もどかしい気持ちにさせる罪な彼ですが、もうひとつの見所は、“子犬の中の人”の部分。玉森さんは、巧みにそれを演じています。ポイントは、彼の美しい“手”。
第3話のラストシーン。潤之介の個展会場をあとにした奈未。舞い散る雪のなか、ありのままの気持ちを伝える彼女に感応し、「どうしよう……」と微笑んで潤之介が伸ばす手。「目は口ほどに物を言う」と言いますが、玉森さんの場合は、手もことさらに雄弁なのだと思います。
嬉しい気持ち、切ない気持ち、いとしい気持ちをのせて、白くスマートな指がシャッターを切ったり、奈未を守ったり、彼女の手を包み込んだりします。それは決してひよわでなく、時に可愛い“わんこの手”に化けても、青年らしい硬質さと凜々しさをしっかりと宿した、夢を拓いて掴むための掌(たなごころ)。

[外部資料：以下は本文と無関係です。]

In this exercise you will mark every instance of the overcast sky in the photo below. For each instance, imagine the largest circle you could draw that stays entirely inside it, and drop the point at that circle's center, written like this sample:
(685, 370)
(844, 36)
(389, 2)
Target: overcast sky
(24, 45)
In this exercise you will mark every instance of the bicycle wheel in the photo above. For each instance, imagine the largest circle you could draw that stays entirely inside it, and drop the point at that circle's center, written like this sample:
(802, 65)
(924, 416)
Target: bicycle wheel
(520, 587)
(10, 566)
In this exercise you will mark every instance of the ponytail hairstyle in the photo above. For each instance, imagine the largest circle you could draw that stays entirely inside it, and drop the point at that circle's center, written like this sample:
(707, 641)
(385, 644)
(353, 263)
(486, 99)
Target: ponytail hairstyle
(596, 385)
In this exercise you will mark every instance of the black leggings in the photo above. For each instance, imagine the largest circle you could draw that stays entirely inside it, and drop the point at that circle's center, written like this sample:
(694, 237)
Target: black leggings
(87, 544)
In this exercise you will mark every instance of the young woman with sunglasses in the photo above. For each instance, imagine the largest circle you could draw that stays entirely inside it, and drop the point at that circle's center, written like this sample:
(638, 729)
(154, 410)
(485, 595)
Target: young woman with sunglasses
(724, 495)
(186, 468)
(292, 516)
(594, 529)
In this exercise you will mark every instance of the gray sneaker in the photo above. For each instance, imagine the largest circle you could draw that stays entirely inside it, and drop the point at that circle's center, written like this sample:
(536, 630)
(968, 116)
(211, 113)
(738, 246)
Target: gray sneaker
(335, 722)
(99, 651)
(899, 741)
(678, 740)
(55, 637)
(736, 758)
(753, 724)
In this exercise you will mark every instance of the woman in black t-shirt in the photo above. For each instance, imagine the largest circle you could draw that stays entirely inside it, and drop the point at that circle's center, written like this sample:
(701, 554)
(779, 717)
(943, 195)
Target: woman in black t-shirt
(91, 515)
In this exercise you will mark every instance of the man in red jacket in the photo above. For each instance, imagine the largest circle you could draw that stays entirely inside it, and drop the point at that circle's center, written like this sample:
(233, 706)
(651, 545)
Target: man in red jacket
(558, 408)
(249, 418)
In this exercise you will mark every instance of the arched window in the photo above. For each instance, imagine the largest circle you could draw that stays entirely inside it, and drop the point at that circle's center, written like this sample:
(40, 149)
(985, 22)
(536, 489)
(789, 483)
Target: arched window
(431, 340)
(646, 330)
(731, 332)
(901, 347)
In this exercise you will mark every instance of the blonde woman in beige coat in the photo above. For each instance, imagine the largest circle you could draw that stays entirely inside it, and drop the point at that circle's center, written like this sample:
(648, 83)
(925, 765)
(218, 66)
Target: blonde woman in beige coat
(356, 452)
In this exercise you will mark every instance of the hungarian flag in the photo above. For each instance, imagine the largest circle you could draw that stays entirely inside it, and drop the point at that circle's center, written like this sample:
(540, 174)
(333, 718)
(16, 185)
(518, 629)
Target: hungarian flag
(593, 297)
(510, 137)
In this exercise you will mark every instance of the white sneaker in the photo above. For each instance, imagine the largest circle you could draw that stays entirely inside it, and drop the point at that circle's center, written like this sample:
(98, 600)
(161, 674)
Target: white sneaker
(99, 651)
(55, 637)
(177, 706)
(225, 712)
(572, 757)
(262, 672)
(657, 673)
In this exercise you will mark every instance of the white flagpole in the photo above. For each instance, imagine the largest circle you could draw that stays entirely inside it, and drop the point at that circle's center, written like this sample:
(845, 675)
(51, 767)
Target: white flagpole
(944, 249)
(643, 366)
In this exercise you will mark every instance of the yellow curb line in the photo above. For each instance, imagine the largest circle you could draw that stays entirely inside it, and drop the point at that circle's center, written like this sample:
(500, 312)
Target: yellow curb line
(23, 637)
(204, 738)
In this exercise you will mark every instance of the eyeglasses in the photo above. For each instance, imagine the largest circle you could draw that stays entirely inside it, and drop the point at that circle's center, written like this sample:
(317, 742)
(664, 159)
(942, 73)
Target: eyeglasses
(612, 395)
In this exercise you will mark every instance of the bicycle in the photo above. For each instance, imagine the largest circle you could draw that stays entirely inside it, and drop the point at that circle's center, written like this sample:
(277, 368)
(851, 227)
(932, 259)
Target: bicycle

奈未の手を握ったとき、潤之介の手は殻を破る強さを得たように思えました。その動きが、佇まいが、あまりに情緒的でため息が出ました。
『グランメゾン東京』(TBSテレビ系)で見せたそれも秀逸でしたが、玉森さんはおだやかな笑顔の下で照り曇る心の機微を表すのがとても上手い。繊細な気持ちの色合いを、その手の表情でなまめかしく見せてくれるのです。

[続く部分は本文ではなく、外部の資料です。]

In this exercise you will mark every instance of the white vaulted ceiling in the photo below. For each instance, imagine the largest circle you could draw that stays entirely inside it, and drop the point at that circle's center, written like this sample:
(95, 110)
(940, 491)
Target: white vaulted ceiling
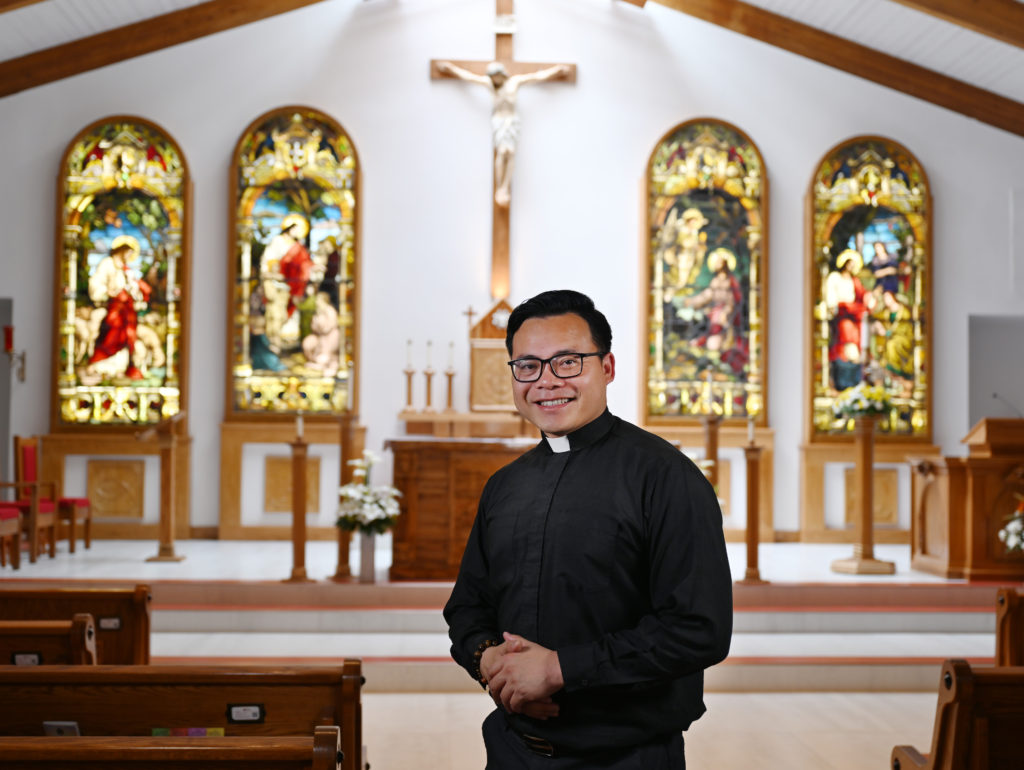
(966, 55)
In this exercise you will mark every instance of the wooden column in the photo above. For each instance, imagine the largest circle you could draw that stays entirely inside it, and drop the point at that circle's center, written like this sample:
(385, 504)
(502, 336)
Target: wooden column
(348, 438)
(299, 456)
(166, 433)
(712, 423)
(863, 561)
(753, 575)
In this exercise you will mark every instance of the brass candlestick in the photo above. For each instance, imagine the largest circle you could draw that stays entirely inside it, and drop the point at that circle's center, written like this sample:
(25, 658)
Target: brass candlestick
(450, 374)
(428, 373)
(409, 387)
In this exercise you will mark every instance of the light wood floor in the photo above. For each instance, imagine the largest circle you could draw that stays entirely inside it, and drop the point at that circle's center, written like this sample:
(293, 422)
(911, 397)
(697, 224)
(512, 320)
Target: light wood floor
(745, 731)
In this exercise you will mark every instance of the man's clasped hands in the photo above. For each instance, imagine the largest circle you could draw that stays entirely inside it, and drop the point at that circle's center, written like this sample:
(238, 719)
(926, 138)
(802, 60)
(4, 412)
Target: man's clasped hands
(521, 676)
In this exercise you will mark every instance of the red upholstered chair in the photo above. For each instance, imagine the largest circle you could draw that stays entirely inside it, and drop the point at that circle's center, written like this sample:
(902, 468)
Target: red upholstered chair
(10, 535)
(70, 510)
(39, 517)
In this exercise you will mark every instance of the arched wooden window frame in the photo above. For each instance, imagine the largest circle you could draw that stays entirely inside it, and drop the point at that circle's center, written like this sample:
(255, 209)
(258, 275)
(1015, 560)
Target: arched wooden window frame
(295, 158)
(736, 169)
(869, 172)
(134, 157)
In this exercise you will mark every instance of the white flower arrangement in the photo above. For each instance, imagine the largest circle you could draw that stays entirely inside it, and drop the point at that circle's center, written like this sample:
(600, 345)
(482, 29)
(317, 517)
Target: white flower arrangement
(861, 399)
(1012, 532)
(372, 510)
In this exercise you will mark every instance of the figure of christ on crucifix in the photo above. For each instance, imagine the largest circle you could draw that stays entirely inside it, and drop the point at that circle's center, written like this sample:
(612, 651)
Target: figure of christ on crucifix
(503, 76)
(504, 121)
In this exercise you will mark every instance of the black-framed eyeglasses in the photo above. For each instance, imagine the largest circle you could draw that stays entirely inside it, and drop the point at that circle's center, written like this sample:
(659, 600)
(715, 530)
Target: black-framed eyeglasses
(562, 367)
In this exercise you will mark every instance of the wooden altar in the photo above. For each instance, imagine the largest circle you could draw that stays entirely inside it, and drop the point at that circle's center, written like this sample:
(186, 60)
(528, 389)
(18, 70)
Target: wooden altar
(441, 480)
(960, 505)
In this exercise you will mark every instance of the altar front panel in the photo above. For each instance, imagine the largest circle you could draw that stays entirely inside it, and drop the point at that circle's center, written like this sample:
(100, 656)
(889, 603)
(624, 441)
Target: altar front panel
(440, 482)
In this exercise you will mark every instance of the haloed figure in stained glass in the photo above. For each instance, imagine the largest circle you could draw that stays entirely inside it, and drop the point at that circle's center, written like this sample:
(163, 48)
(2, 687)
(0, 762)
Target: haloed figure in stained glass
(118, 294)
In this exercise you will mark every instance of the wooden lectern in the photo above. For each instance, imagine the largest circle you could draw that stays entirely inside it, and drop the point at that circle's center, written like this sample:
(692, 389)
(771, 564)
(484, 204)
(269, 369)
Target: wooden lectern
(960, 505)
(166, 433)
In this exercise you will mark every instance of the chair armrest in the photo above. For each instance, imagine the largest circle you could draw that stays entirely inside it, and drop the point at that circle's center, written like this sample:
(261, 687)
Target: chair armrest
(907, 758)
(33, 486)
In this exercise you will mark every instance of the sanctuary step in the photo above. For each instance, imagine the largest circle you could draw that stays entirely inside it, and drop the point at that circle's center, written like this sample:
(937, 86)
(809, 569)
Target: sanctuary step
(849, 645)
(808, 630)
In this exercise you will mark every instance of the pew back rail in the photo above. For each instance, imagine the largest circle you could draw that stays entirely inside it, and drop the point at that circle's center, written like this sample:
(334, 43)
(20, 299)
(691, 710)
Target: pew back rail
(979, 719)
(257, 699)
(49, 642)
(321, 752)
(122, 615)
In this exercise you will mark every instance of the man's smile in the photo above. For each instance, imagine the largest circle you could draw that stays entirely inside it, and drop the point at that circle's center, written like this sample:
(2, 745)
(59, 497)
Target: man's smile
(553, 401)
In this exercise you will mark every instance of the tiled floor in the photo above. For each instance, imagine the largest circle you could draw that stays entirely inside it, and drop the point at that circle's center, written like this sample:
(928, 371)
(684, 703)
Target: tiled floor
(261, 560)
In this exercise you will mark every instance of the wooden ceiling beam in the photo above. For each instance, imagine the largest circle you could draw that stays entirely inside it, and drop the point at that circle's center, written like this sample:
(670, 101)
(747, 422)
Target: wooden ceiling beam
(6, 5)
(135, 40)
(857, 59)
(1001, 19)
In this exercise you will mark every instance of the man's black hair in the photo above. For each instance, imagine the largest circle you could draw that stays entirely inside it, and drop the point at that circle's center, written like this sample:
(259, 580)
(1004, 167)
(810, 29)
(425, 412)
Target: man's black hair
(560, 302)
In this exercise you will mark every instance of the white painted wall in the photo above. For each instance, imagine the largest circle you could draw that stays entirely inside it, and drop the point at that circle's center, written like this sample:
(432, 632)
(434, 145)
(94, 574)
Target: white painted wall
(577, 210)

玉森さんが纏うのは、きわめてパウダリーなまばゆさ。粉雪のようにあえかで、しゅわりとはかなそうなのに、やさしくて強い。彼の手は、その本質を端的に表すパーツです。ほんとにもう、なんてずるいきれいな手!
“わんこ”なだけでも反則なのに、素敵な手も拝めるなんて「このやろうありがとうございます!」としか言えない、よきドラマだと思います。